Really nice explanation above.
When you say "SELECT E.*FROM EMPLOYEE EWHERE E.DEPTNO = (SELECT D.DEPTNO FROM DEPT D WHERE D.DEPTNO = E.DEPTNO);" error out when there are duplicates DEPTNO records in the DEPT table, what exactly you mean ?
Is there any such rule for co-related sub-query that Duplicates will cause error ??
Thanks in advance,
Thanks Santanu for the examples. I wanted to understand why the presence of duplicates will cause an error. I did a similar testing as you elaborated. Now, it's clear to me. Pasting the code snippet for anyone else looking into the same topic.
CREATE TABLE TIM_1_0605
(EMPID INTEGER, SALARY FLOAT, DEPTID INTEGER)

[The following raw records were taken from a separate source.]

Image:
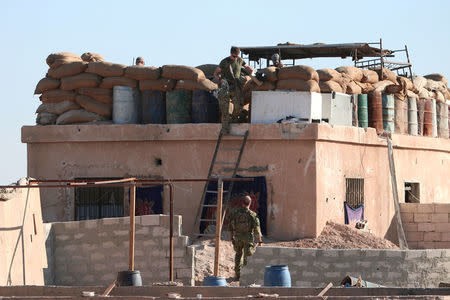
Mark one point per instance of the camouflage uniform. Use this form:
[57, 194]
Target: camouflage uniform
[231, 90]
[244, 225]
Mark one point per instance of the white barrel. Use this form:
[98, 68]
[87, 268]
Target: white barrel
[412, 116]
[125, 105]
[442, 116]
[433, 118]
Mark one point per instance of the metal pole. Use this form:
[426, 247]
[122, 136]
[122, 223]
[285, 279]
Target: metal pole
[218, 225]
[132, 227]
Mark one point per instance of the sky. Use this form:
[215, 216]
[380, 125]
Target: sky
[194, 33]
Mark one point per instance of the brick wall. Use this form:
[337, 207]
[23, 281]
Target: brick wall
[92, 252]
[318, 267]
[427, 226]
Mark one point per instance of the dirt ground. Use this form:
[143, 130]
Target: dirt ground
[333, 236]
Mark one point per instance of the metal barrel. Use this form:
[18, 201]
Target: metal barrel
[125, 105]
[433, 118]
[388, 103]
[153, 107]
[412, 116]
[375, 111]
[178, 106]
[363, 112]
[401, 116]
[427, 119]
[442, 116]
[205, 107]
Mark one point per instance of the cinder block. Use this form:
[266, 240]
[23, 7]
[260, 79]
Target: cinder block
[425, 227]
[442, 227]
[409, 207]
[422, 218]
[414, 236]
[439, 218]
[425, 208]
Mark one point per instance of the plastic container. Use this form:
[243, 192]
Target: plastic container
[178, 106]
[125, 105]
[153, 107]
[277, 275]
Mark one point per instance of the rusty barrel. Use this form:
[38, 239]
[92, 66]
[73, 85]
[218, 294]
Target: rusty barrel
[388, 103]
[412, 116]
[427, 119]
[375, 111]
[401, 116]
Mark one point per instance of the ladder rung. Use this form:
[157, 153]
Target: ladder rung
[225, 163]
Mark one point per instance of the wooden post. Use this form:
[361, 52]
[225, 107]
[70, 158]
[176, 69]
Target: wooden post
[218, 225]
[132, 226]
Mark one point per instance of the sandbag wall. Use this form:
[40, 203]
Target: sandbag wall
[80, 89]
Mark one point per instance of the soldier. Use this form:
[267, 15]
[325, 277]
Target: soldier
[244, 227]
[229, 70]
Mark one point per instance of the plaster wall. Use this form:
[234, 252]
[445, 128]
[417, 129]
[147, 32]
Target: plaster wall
[22, 250]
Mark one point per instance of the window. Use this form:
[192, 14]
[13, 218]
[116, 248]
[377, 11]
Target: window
[354, 192]
[412, 192]
[98, 202]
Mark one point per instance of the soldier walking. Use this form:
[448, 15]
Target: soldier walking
[244, 228]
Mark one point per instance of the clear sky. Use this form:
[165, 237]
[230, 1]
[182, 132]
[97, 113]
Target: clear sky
[194, 33]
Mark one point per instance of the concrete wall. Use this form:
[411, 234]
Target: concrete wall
[22, 251]
[427, 226]
[305, 166]
[93, 252]
[318, 267]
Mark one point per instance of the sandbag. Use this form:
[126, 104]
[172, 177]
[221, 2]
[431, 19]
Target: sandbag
[91, 56]
[78, 116]
[142, 73]
[271, 73]
[46, 84]
[57, 108]
[105, 69]
[89, 104]
[437, 77]
[110, 82]
[55, 59]
[208, 70]
[45, 118]
[79, 81]
[298, 72]
[369, 76]
[67, 69]
[162, 84]
[328, 74]
[205, 84]
[386, 74]
[353, 88]
[298, 85]
[329, 86]
[182, 72]
[355, 73]
[100, 94]
[55, 96]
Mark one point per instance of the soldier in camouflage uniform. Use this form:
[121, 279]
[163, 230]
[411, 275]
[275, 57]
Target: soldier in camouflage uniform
[229, 74]
[244, 228]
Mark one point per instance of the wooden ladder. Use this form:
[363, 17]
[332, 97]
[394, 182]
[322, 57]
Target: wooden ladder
[219, 148]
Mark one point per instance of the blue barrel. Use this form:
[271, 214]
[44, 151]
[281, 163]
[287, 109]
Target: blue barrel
[277, 276]
[363, 112]
[205, 107]
[153, 107]
[388, 104]
[214, 281]
[178, 106]
[125, 105]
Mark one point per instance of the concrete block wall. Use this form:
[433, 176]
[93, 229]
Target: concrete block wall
[92, 252]
[318, 267]
[427, 226]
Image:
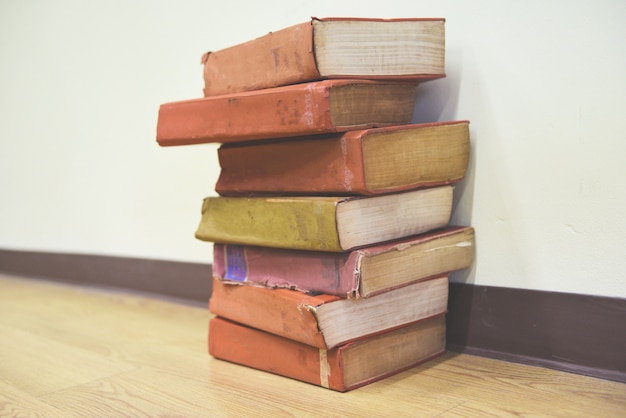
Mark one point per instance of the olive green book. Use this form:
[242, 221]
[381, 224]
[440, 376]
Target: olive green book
[319, 223]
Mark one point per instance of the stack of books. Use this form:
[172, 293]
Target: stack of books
[332, 243]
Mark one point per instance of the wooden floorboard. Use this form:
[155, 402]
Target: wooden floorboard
[76, 351]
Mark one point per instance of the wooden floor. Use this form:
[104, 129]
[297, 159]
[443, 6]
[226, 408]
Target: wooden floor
[71, 351]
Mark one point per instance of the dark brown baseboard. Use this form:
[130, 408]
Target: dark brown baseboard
[575, 333]
[172, 279]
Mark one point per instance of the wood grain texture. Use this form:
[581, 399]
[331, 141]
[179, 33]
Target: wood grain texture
[76, 351]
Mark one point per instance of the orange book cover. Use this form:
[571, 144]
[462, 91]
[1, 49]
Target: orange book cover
[282, 312]
[359, 162]
[343, 368]
[295, 110]
[296, 54]
[326, 321]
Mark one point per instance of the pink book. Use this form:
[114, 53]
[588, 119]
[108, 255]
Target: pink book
[360, 273]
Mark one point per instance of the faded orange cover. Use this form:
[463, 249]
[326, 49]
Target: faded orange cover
[295, 110]
[280, 58]
[261, 350]
[324, 164]
[280, 311]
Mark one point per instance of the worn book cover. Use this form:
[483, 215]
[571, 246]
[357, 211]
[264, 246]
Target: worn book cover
[360, 273]
[343, 368]
[325, 321]
[294, 110]
[403, 48]
[323, 223]
[360, 162]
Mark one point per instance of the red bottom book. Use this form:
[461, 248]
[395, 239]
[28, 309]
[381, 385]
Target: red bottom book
[342, 368]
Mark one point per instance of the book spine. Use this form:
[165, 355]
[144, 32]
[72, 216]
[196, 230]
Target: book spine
[263, 351]
[305, 224]
[330, 164]
[276, 59]
[308, 271]
[272, 113]
[278, 311]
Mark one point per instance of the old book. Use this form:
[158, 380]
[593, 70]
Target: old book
[360, 273]
[326, 321]
[362, 162]
[343, 368]
[295, 110]
[323, 223]
[412, 49]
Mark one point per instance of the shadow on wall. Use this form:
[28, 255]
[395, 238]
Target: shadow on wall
[437, 101]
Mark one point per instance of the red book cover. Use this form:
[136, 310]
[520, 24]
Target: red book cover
[360, 162]
[348, 274]
[294, 110]
[297, 54]
[326, 321]
[343, 368]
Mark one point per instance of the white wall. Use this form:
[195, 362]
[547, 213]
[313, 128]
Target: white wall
[542, 83]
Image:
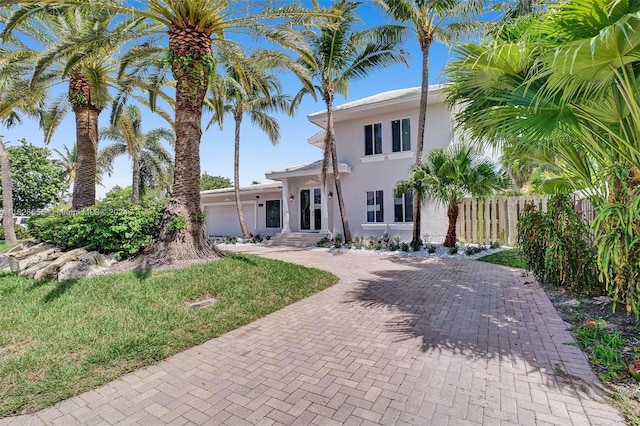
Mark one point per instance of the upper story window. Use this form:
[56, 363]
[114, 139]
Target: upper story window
[401, 135]
[375, 206]
[403, 208]
[373, 139]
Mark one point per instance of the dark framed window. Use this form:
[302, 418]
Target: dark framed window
[403, 208]
[401, 135]
[373, 139]
[375, 206]
[273, 214]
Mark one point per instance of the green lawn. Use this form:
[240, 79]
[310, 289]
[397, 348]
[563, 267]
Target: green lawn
[58, 339]
[511, 257]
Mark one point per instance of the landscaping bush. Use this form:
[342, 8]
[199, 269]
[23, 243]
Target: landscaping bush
[21, 232]
[118, 228]
[556, 246]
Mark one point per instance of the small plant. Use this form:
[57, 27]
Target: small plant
[178, 223]
[324, 243]
[337, 241]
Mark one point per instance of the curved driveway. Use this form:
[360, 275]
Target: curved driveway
[396, 341]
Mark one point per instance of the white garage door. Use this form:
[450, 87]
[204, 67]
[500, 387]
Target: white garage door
[223, 220]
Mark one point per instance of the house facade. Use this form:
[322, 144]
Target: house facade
[375, 143]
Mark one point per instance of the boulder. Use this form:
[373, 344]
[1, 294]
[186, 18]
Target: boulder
[39, 257]
[51, 271]
[79, 269]
[97, 258]
[33, 269]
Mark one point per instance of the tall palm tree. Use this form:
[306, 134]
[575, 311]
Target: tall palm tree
[16, 97]
[431, 20]
[336, 54]
[150, 160]
[450, 174]
[80, 50]
[250, 88]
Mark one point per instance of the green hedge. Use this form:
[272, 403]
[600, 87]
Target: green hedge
[119, 229]
[21, 233]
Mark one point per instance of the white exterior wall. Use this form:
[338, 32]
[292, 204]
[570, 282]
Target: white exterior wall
[383, 171]
[222, 217]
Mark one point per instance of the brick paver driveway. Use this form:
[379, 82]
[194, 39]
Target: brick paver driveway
[396, 341]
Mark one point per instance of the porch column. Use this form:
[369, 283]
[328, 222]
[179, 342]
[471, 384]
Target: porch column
[324, 229]
[285, 207]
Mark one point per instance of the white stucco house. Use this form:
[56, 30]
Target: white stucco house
[375, 139]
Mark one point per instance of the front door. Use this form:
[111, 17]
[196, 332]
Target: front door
[310, 209]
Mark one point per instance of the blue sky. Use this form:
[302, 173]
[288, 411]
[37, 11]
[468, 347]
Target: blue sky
[257, 155]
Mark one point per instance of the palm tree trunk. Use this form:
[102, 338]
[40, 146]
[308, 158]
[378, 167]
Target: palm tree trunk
[135, 181]
[416, 241]
[84, 184]
[184, 233]
[330, 145]
[236, 177]
[7, 198]
[452, 214]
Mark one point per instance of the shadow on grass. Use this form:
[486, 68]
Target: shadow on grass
[60, 289]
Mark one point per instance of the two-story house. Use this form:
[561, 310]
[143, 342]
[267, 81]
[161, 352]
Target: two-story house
[375, 139]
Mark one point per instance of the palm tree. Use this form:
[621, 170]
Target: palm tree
[16, 97]
[450, 174]
[80, 48]
[431, 21]
[150, 159]
[335, 55]
[249, 88]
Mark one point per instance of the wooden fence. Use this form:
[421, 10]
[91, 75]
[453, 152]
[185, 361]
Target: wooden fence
[496, 218]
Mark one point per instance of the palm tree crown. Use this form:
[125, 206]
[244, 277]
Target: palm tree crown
[151, 161]
[450, 174]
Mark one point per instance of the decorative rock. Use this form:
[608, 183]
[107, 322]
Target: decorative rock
[51, 271]
[79, 269]
[97, 258]
[39, 257]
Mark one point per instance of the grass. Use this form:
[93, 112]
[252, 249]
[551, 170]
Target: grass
[58, 339]
[511, 257]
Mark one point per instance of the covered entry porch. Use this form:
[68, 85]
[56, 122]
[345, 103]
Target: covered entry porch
[307, 206]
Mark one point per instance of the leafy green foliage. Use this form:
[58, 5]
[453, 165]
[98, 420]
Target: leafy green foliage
[38, 181]
[556, 246]
[617, 230]
[112, 226]
[604, 348]
[208, 182]
[21, 232]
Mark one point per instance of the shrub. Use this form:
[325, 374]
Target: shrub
[21, 232]
[121, 229]
[556, 246]
[337, 241]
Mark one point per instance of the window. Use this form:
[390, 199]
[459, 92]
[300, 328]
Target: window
[375, 207]
[403, 208]
[401, 135]
[373, 139]
[273, 213]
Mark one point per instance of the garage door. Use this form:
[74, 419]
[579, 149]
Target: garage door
[223, 220]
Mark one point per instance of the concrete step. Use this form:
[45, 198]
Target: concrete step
[294, 239]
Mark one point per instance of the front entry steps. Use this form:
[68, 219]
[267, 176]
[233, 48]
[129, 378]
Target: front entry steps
[294, 239]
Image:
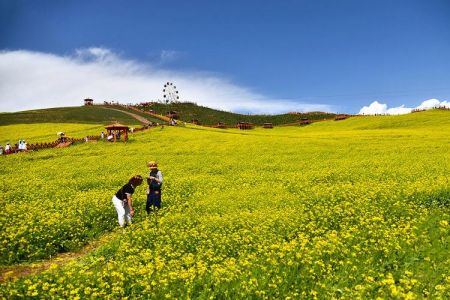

INS INTO TIM_1_0605 VALUES(1,25000,01);
INS INTO TIM_1_0605 VALUES(2,35000,01);
INS INTO TIM_1_0605 VALUES(3,45000,01);
INS INTO TIM_1_0605 VALUES(4,25000,02);
INS INTO TIM_1_0605 VALUES(5,35000,02);
INS INTO TIM_1_0605 VALUES(6,55000,02);
INS INTO TIM_1_0605 VALUES(7,55000,03);
CREATE TABLE TIM_2_0605
(DEPTID INTEGER, DEPT_NAME VARCHAR(30))
INS INTO TIM_2_0605 VALUES(01,'SALES');
INS INTO TIM_2_0605 VALUES(02,'MARKET');
INS INTO TIM_2_0605 VALUES(02,'FINANCE');
SELECT A.* FROM TIM_1_0605 A INNER JOIN TIM_2_0605 B ON A.DEPTID EQ B.DEPTID; -- Returns 09 Rows
SELECT A.* FROM TIM_1_0605 A WHERE A.DEPTID EQ (SELECT B.DEPTID FROM TIM_2_0605 B WHERE A.DEPTID EQ B.DEPTID); --Errored Out Owing To "More Than 1 Values Returned By The Subquery"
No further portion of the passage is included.